Estrogen receptor α and aromatase polymorphisms affect risk, prognosis, and therapeutic outcome in men with castration-resistant prostate cancer treated with docetaxel-based therapy

Abstract

Context: Reactive estrogen species cause genotoxicity and interfere with docetaxel-mediated tubulin polymerization resulting in shortened survival in men with castrate-resistant prostate cancer (CRPC).

Objective: We hypothesized that polymorphisms in estrogen synthesis and estrogen targets (i.e., CYP19 and ERα) would be linked to interindividual variation in CRPC risk, docetaxel response, and overall survival in men with CRPC.

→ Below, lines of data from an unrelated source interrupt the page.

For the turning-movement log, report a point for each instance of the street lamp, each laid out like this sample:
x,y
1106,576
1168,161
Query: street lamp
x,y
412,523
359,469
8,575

Materials and methods: Patients with CRPC (n=115) treated with docetaxel, single-agent thalidomide (n=42), or healthy controls (n=289) were genotyped for the CYP19 R264C (rs700519) and the ERα PvuII T>C (rs2234693) and XbaI A>G (rs9340799) polymorphisms.

Results: Patients carrying two copies of ERα polymorphisms had shorter progression-free survival on docetaxel than other patients (median survival difference ≥ 3.1 months; P ≤ 0.036). When the analysis was limited to nonobese patients, the relationship between the ERα XbaI A>G polymorphism and PFS improved (median survival difference = 3.5 months; P = 0.0078). The CYP19 R264C variant was related to the duration of survival after docetaxel in patients who were >70 years old (median survival difference =10.6 months; P=0.041). Both ERα polymorphisms were also associated with increases in CRPC risk [P ≤ 0.032; double variants vs. wild-type odds ratio ≥ 2.6], and the association with the ERα PvuII T>C also improved in those men who were <70 years old (P = 0.0073; odds ratio = 3.0).

Conclusions: This study demonstrates that estrogen-related genetic variation affects docetaxel clinical response and that this relationship is dependent on age and body-type in men with CRPC. Moreover, this study suggests ERα polymorphisms confer risk of developing prostate cancer, especially in men under 70 years of age.

Trial registration: ClinicalTrials.gov NCT00001446 NCT00020046 NCT00039221 NCT00083005.

Figures

Fig. 1.

Survival characteristics of patients on the studied trials vs. genetic variants in ERα and CYP19. A, PFS of docetaxel plus thalidomide in patients carrying only ERα A>G variants (5.8 months; n = 11) and those carrying at least a single wild-type allele (8.3 months; n = 37, P = 0.015). B, PFS of combined docetaxel-based trials in patients carrying only ERα T>C variants (5.7 months; n = 26) and those carrying at least a single wild-type allele (8.8 months; n = 81; P = 0.036). C, Patients carrying only ERα A>G variants (4.8 months; n = 20) and those carrying at least a single wild-type allele (8.8 months; n = 88; P = 0.0012). D, Survival after docetaxel treatment of combined docetaxel trials in patients who were >70 years of age carrying CYP19 variant alleles (15.7 months; n = 5) and those carrying only wild-type alleles (26.3 months; n = 42; P = 0.041). E, PFS of docetaxel-based trials in individuals who were not obese (BMI < 30) carrying only ERα A>G variant alleles (3.2 months; n = 9) and those carrying at least one copy of a wild-type allele (6.7 months, n = 40; P = 0.0078). F, PFS of thalidomide monotherapy in patients carrying ERα T>C homozygous and heterozygous genotypes (5.3 and 3.1 months, respectively; n = 9 and n = 23, respectively) and those carrying wild-type alleles (1.8 months; n = 8; P = 0.040).